No, what ‘worries’ me is the method that regulators used to push banks to recapitalise. The Basel accord asked banks to achieve balance sheet targets by 2019. Then came the EBA and other national regulators, who ‘stress-tested’ banks and almost publicly shamed them if they failed the tests. Now, the EBA proudly announces that pretty much all European banks will achieve capital and liquidity targets (“fully loaded Core Equity Tier 1 capital ratio”, “Liquidity Coverage ratio”…) five years ahead of schedule.
Hold on… Why even come up with a 2019 deadline in the first place then? The consequence of this is that banks have been under massive pressure to quickly ‘recapitalise’ in the middle of a European economic crisis, instead of doing it more progressively. This certainly did not help economic recovery, and we can also question the quality of the capital ratios achieved as a result.

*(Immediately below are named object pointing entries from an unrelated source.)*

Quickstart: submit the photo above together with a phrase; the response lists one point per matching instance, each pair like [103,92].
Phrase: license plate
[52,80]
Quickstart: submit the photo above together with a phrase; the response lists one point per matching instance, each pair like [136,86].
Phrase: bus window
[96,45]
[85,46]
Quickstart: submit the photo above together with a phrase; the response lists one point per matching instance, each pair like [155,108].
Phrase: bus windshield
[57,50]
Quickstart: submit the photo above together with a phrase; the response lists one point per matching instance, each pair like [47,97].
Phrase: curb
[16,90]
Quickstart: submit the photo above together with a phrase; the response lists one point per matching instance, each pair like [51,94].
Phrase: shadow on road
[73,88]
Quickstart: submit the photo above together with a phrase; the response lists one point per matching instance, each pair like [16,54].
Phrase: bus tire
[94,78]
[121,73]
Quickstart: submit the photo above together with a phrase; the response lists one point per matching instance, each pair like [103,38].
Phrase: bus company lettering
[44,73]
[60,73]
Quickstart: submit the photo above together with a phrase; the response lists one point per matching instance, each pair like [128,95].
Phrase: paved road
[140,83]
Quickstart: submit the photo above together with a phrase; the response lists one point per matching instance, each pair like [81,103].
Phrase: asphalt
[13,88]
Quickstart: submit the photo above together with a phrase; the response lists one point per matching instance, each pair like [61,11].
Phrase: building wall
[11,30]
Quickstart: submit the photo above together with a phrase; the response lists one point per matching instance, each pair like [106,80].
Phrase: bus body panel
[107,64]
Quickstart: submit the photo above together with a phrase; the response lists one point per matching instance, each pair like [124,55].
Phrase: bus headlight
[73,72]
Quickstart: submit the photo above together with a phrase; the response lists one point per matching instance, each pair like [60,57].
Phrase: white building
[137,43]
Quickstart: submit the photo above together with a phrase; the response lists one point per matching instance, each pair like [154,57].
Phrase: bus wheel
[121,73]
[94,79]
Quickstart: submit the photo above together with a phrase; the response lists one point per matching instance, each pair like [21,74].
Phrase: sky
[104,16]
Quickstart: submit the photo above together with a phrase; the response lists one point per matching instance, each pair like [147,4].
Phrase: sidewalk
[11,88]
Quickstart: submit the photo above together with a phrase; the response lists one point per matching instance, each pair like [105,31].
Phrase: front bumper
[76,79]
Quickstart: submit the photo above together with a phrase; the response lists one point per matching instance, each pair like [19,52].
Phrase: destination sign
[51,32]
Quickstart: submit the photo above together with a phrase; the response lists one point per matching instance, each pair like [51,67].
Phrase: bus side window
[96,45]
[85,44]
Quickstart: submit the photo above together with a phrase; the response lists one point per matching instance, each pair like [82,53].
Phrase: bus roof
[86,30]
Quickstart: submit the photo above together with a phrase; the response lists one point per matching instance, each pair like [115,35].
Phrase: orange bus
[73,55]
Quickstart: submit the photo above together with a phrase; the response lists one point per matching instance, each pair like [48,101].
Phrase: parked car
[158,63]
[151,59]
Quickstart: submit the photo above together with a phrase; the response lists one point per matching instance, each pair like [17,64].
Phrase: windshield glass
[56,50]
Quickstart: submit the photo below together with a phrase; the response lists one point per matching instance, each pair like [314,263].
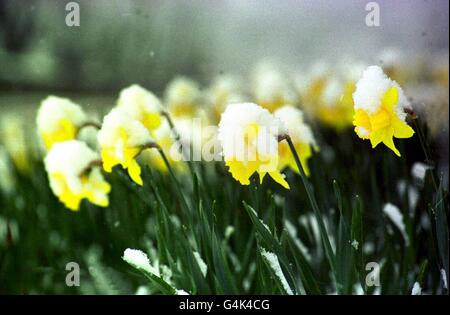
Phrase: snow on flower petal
[58,119]
[121,139]
[249,134]
[71,177]
[380,109]
[301,136]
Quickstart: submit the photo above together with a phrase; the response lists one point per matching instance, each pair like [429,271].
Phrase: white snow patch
[419,170]
[417,290]
[274,263]
[394,214]
[137,259]
[201,263]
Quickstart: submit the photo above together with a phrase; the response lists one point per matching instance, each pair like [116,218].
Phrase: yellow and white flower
[249,137]
[142,105]
[73,176]
[182,97]
[121,139]
[58,119]
[301,136]
[380,109]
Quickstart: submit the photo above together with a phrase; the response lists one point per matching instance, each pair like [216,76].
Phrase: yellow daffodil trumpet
[121,140]
[74,174]
[380,109]
[249,137]
[58,119]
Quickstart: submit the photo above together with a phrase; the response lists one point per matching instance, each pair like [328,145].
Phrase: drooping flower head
[249,137]
[142,105]
[121,139]
[182,97]
[58,119]
[380,109]
[72,175]
[301,136]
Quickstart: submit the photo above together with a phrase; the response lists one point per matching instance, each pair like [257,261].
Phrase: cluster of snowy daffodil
[250,134]
[74,169]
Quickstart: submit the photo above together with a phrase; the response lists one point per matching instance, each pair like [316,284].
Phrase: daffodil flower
[58,120]
[249,137]
[142,105]
[182,96]
[121,139]
[301,136]
[74,174]
[380,109]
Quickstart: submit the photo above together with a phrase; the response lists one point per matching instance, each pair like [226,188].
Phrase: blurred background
[120,42]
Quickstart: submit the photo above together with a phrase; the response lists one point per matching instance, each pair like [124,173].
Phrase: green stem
[172,174]
[425,151]
[309,191]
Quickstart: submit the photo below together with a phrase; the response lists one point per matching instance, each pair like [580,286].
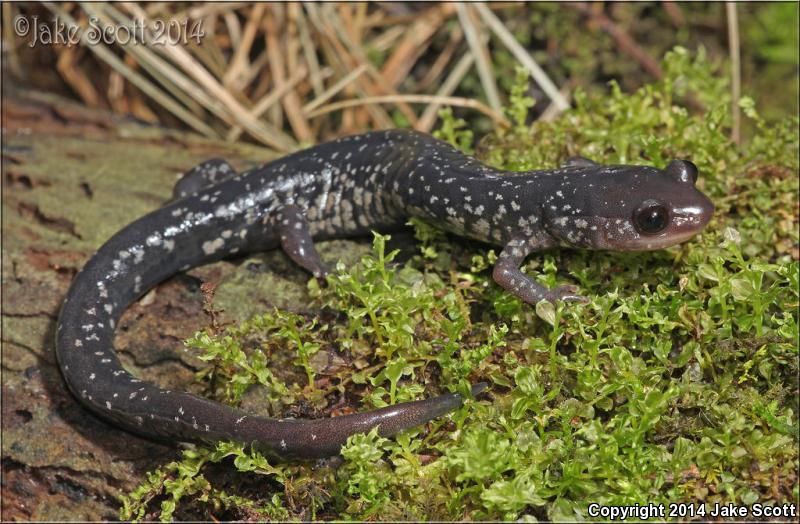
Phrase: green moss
[677,382]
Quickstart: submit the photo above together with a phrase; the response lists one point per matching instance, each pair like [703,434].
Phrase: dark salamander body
[343,188]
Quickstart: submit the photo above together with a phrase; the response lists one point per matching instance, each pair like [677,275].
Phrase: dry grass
[286,74]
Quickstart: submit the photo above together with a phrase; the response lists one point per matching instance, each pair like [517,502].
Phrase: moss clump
[677,382]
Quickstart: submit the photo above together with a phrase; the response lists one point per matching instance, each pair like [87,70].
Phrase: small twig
[334,89]
[267,134]
[481,59]
[291,102]
[736,73]
[425,99]
[417,38]
[357,53]
[624,41]
[309,50]
[675,13]
[104,54]
[271,98]
[439,65]
[519,52]
[238,64]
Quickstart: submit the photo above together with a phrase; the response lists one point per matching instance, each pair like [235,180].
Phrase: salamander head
[634,208]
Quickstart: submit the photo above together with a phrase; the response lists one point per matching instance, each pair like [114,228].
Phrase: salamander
[348,187]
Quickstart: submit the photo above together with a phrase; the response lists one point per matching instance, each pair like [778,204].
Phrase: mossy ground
[677,382]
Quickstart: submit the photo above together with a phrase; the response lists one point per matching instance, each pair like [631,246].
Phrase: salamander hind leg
[508,275]
[296,240]
[202,176]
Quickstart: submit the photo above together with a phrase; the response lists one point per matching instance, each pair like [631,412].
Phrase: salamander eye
[651,217]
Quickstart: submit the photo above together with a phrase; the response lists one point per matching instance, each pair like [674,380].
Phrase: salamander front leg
[296,241]
[507,274]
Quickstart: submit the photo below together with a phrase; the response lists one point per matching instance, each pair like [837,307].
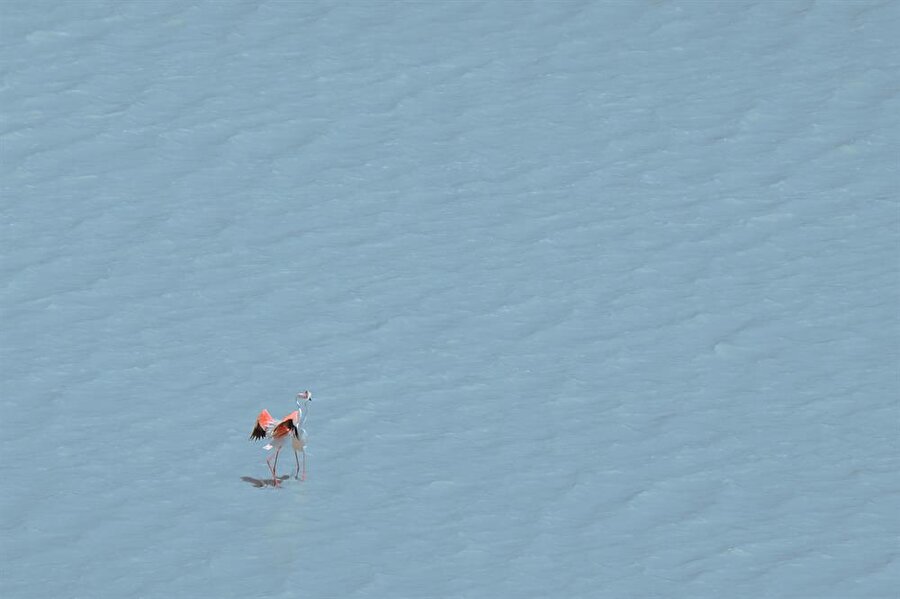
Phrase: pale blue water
[597,299]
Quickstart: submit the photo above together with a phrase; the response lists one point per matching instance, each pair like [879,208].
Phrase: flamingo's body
[279,431]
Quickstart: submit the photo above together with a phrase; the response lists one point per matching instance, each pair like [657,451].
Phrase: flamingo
[278,431]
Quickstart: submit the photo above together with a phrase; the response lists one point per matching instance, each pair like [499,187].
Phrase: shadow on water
[264,482]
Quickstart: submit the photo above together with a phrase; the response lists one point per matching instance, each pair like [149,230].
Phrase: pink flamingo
[278,431]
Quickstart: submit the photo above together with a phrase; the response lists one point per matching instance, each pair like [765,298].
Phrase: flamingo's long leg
[272,466]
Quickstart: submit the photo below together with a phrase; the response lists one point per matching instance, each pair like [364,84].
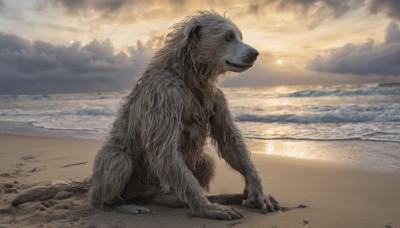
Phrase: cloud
[41,67]
[363,59]
[390,7]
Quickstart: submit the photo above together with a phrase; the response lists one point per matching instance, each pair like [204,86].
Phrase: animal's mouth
[241,66]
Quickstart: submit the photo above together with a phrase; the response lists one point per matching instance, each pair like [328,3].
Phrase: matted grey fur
[155,148]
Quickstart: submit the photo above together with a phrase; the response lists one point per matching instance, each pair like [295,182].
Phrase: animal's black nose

Why? Many banks have tried to bolster their regulatory capital ratio and their liquidity by… reducing their balance sheet. Meaning? They decided to reduce lending, maintaining their capital base stable (or even declining!). Moreover, many banks are also playing with risk-weighted assets (RWAs). RWAs allow banks to apply a “weight” on a specific asset class according to the perceived risk of this class. For example, US debt is judged as risk-free and hence will carry a 0% weight, thereby allowing the bank to hold no capital against it to absorb potential losses.
Regulatory capital ratios are calculated this way: regulatory capital/RWAs. Regulatory capital comprises equity and “supplementary hybrid capital”, which lies in between equity and debt. The ratio is flawed: hybrid capital often does not adequately absorb losses and banks have an incentive to ‘arrange’ RWAs (lowering them to artificially increase the ratio). It happens frequently and I’ll get back to that another day. A clue to the fact that banks’ capitalisation might not be that good is the Basel 3 Leverage ratio. While we can criticise this leverage ratio on methodological grounds, it uses total assets and not RWAs on the denominator. Well, guess what? This ratio has not changed since the latest EBA review…
Another ‘good’ news, HSBC will hire 3000 more compliance staff this year, following a similar move by JPMorgan. Surely this is good news as it creates jobs? Not really. HSBC already employs 2000 compliance officers. Hiring so many people to deal with red tape instead of working in more productive activities represents a big economic loss.